The police killing of Daunte Wright, a young Black man, was not an accident. It is the result of excessive powers afforded to law enforcement by state and federal laws as well as policing protocols and training. These are actions that in effect should be considered a criminal abuse of power, which results in deaths like that of Wright’s.
Too often media reports avoid addressing these larger systemic issues. For example, few reporters question the reason officers stopped Wright. Black drivers often report being profiled by officers as they assume they will find outstanding warrants. This situation smells of that type of harassment and profiling.
Another question left unasked is why officers are allowed to take anyone into custody on the spot for minor outstanding warrants. A citation and a reminder to address the warrant should be sufficient. Yet state laws, and police training and protocols, give officers the authority to immediately apprehend an individual. If arresting Wright was not permitted by law then he would still be alive.
Under the current authority afforded officers, if Daunte was in fact uncooperative, officers could have deescalated the situation by offering to resolve the warrant at a later time or date. They had all the information they needed to contact him. The validity of the warrant itself still remains an open question.
Another question that must be asked of the “criminality” inherent in policing, is why an officer in this situation has the legal authority to use a taser. The explanation that the officer accidentally used a handgun instead of a taser, excuses a system that allows taser use in this situation. We should not allow a debate over the “accidental” use of lethal force to obscure the fact that state laws and police training protocols allow such excessive use of force.
This brings us to the question being asked by protesters. How could a 26-year veteran officer mistake a handgun for a taser? It is nearly unfathomable given her years of training and the distinctive differences in weight, location, and feel of the weapon.
This leads to a question the media seldom asks: Why do all police officers need to carry lethal weapons? In many nations only select officers do so. Most policing is done by unarmed police officers.
Examining the shooting using this alternative framework leads us to also question the inadequate response of our state and local elected leaders, in particular, that of Gov. Tim Walz.
At a news conference Monday Walz said: “I express my deepest sympathies to the family, knowing that there’s absolutely nothing I can say that will make this better or take this back, but with an understanding there are things that we can do. …We don’t have to continue having these press conferences and having what may be a routine traffic stop end in a 20-year-old dead.”
Walz went on to talk about the need to pass police reform legislation that is currently held up by the GOP majority in the state’s senate. While these reforms should be passed, he must know these remedies would not have changed the outcome for Daunte and his family. His statement of condolence is like so many we hear on a regular basis from political leaders around the country.
After referencing these legislative changes, Walz then shifted to lecturing protesters about remaining peaceful. In reality, the problem is police violence. There would have been no protests or looting if there was no police misconduct.
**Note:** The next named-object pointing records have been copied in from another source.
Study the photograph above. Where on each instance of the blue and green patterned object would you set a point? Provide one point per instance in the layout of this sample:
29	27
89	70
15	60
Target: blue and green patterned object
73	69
Walz’s statement fails to speak to law enforcement officers directly. Let’s imagine a statement that rises to the gravity of this killing in the final week of the trial of Chauvin. Walz might have said the following.
“I want police officers of this state to listen carefully. You must step up and become a part of solving this problem in your profession. The blue wall of silence must end. You know there are officers in your departments who are not fit for the job. You know those who are racist, authoritarian, overly aggressive and those who intentionally violate people’s rights. It is past time to stand up and make your voices heard. I know there are many well-meaning officers, perhaps most, but silence is no longer an option.
I am asking you as law enforcement officers to reflect on your profession. We need to change laws, training and protocols. You can be part of that debate and work for change or you can choose to remain silent, but change will and must happen.”
In the final week of the Derek Chauvin trial, the killing of Daunte, and the tepid response of the governor, has simply exacerbated the simmering tensions and raw emotions that have existed since the murder of George Floyd.
Wayne Nealis is a resident of Minneapolis.